Cultivating humility can make a worthwhile New Year’s resolution, but those who put it on their short list of possibilities may want to keep in mind the old joke about how to get to Carnegie Hall.
“One thing I would say is that there’s no quick fix for humility,” Van Tongeren said. “You’re not going to do a quick life hack where in five minutes a day you’re going to revolutionize your life.”
“Humility takes work, and I think that culturally we have a moving sidewalk that’s always really pulling us towards narcissistic arrogance,” he said. “And so if you really want to make lasting, sustained change, you have to put in the practice time and time again.”
For anyone thinking to apply the principles as they interact with others — whether in the coming weeks in the spirit of peace on earth and goodwill toward men, or beyond, Van Tongeren has a few suggestions.
“The place to start is that humility is for ourselves — that we shouldn’t expect other people to be humble and not us,” he said.
“The second thing is that it’s important to value relationships over proving that you’re right,” he said. “Some relationships are worth preserving more than proving to other people our intellectual superiority or making sure that they affirm the beliefs that we affirm.”
“And then the third is to cultivate a genuine interest in someone else’s perspective,” Van Tongeren said. “Sometimes we just can’t wait for someone else to stop talking while we’re mentally formulating the arguments to rebuff their point.
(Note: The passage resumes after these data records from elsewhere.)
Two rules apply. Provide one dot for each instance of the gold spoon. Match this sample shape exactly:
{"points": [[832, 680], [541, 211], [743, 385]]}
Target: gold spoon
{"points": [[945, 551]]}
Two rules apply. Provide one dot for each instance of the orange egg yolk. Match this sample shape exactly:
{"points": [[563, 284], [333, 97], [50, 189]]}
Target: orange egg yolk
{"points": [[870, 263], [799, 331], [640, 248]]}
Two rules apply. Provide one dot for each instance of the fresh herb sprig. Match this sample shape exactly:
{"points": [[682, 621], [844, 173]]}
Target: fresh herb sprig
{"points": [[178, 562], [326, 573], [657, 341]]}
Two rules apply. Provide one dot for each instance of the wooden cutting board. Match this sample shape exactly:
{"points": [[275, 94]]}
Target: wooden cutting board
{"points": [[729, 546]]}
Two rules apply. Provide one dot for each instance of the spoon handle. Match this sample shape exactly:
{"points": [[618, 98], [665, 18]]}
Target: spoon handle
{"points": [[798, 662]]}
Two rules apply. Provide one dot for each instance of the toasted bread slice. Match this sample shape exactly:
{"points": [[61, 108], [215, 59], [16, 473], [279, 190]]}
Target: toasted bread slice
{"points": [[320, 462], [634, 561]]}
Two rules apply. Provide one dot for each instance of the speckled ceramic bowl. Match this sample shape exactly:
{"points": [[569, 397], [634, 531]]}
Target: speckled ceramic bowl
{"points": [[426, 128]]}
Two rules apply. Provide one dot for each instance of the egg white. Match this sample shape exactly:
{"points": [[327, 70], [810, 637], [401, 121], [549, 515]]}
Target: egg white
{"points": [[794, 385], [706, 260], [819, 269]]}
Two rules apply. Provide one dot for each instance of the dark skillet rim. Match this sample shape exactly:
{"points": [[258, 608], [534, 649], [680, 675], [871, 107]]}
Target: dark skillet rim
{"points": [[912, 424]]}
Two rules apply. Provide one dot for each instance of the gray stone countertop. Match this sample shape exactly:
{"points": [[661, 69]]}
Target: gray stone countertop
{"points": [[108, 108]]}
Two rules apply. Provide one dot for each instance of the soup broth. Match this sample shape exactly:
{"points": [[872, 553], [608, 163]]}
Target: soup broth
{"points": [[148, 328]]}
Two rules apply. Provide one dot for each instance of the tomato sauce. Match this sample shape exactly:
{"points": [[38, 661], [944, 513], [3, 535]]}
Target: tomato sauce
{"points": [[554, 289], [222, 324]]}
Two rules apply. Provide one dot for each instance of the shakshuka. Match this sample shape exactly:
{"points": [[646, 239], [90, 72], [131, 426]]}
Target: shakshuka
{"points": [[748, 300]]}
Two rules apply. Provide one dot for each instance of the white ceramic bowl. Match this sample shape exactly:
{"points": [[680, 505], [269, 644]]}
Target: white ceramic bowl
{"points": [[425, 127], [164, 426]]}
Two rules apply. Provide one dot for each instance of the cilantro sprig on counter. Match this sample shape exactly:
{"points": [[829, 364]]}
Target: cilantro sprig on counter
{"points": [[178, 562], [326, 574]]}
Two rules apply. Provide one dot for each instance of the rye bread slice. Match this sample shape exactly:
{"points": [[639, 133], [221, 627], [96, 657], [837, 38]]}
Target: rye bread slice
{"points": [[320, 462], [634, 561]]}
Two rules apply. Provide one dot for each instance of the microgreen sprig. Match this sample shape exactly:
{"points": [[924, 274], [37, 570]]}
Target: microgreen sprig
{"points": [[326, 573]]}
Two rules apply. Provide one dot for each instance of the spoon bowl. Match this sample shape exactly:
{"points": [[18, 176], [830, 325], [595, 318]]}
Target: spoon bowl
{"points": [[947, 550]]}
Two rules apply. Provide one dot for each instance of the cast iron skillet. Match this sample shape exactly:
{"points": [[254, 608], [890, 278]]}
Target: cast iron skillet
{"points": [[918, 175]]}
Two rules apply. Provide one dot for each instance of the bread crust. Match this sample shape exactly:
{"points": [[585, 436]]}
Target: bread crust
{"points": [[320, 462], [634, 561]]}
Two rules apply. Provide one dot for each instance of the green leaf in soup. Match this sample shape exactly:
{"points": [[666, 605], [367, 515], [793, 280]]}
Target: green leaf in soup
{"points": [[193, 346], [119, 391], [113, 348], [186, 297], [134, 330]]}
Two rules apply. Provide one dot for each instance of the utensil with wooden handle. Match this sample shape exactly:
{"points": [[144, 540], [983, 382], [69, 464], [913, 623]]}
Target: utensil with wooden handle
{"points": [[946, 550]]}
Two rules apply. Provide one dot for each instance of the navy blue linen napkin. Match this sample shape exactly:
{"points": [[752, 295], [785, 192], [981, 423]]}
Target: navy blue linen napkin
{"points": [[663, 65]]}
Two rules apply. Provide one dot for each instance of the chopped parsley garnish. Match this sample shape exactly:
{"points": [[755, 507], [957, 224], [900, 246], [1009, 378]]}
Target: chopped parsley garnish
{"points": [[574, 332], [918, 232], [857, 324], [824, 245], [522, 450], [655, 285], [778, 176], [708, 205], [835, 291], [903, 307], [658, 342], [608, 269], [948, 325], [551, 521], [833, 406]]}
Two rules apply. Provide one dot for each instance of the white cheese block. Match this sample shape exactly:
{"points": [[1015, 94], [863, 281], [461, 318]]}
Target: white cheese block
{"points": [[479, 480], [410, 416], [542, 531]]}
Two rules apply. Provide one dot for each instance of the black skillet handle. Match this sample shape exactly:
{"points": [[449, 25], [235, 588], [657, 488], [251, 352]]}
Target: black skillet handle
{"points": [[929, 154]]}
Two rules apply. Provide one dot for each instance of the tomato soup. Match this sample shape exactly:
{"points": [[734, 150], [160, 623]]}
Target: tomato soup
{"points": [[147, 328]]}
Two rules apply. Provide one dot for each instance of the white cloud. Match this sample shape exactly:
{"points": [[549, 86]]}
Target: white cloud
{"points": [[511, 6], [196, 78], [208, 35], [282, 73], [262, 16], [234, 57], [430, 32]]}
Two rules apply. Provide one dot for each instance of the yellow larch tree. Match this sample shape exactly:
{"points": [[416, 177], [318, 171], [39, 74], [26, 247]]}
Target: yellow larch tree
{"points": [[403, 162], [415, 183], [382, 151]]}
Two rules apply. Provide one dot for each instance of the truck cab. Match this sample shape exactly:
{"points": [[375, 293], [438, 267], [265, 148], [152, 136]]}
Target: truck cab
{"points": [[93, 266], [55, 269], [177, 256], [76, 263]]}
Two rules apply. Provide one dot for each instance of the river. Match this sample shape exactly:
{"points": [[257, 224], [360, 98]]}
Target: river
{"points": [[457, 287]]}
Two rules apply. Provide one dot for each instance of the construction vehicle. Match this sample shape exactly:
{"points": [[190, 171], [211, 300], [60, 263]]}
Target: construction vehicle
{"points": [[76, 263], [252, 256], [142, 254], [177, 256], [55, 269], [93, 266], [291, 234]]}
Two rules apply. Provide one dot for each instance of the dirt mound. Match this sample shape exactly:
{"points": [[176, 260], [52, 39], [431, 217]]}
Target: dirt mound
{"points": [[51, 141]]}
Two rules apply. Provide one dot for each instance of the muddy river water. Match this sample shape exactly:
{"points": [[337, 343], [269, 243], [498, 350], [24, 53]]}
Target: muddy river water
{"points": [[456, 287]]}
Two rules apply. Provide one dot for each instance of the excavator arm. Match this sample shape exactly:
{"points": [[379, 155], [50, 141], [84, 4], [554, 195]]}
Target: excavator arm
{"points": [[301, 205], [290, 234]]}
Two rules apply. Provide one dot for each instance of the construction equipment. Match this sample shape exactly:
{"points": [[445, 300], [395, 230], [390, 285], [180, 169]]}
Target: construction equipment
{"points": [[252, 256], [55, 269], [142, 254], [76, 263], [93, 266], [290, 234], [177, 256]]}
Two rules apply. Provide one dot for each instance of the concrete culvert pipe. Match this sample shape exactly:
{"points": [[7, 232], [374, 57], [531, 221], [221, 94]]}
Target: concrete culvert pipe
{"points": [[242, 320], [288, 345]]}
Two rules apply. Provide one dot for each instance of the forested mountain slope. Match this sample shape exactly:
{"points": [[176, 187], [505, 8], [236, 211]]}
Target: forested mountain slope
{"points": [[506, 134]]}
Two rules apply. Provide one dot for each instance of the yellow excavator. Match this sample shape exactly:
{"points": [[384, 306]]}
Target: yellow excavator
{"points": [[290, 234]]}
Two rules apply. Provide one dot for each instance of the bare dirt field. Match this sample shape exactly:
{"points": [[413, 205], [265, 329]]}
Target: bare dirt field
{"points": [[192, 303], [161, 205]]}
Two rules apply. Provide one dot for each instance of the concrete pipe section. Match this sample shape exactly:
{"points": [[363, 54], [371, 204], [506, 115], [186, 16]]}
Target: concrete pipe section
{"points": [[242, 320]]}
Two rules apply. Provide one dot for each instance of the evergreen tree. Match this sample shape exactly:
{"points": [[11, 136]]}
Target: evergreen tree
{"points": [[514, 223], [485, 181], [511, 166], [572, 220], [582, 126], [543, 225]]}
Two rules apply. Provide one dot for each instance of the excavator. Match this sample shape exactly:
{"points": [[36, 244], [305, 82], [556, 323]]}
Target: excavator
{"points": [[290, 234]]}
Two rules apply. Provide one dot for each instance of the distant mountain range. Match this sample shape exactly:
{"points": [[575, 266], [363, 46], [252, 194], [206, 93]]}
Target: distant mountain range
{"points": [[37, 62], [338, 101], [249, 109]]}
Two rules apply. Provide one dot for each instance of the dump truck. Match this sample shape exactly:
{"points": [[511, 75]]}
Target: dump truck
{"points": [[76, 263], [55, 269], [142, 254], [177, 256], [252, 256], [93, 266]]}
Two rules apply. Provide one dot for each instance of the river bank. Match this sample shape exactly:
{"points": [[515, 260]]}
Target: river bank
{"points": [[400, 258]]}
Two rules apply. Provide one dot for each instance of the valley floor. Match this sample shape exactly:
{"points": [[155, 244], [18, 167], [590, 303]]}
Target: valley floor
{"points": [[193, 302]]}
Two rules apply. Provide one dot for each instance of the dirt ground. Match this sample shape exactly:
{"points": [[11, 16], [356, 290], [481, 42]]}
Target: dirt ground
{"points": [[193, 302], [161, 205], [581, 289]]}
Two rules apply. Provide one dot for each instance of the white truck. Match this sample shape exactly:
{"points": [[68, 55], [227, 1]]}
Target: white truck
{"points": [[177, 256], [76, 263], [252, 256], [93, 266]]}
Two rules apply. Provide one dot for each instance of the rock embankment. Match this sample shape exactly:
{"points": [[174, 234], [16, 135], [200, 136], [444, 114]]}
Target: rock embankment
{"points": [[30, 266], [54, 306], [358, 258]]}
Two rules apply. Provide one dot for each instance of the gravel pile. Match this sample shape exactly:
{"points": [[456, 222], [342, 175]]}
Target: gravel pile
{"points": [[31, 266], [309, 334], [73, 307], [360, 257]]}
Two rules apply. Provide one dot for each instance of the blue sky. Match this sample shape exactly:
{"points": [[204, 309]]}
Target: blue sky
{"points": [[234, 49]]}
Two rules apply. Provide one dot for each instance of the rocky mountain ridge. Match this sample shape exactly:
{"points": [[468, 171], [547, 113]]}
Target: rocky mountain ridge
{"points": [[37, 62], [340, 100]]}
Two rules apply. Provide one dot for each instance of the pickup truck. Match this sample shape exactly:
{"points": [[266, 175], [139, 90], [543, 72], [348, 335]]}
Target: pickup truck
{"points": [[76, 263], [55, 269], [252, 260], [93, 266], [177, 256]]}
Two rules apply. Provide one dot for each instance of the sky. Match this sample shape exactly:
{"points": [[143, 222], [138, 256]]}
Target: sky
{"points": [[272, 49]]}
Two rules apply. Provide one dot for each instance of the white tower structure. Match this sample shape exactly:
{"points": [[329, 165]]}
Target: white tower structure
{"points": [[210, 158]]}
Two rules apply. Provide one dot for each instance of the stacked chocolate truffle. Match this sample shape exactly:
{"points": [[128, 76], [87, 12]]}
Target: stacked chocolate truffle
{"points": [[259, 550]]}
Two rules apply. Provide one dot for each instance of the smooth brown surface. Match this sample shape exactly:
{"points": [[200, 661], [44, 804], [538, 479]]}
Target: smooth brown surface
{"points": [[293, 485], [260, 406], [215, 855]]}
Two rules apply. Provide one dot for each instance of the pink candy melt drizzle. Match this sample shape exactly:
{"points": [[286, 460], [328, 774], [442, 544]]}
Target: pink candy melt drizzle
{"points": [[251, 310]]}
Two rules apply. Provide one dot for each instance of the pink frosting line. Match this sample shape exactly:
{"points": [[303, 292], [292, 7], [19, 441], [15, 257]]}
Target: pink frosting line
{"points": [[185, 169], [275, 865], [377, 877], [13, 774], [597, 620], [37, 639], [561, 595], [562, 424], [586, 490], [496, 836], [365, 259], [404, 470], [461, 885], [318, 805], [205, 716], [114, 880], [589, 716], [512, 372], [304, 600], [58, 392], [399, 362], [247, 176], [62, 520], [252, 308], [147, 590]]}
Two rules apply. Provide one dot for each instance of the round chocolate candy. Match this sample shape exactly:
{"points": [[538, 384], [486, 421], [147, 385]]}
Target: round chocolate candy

That’s no way to be in a relationship. Genuinely cultivate curiosity. Ask yourself, ‘What might be leading them to think that?’ and keep their humanity. Make sure that you keep seeing them as human, not just as someone who ‘believes this’ or ‘voted for this person.’ They’re a human being, just like you.”
“Humble: Free Yourself from the Traps of a Narcissistic World” was published in June by The Experiment of New York City, and is available via Amazon and other booksellers. The hardcover retails for $26.95, and it is also available at other prices in paperback and electronic formats.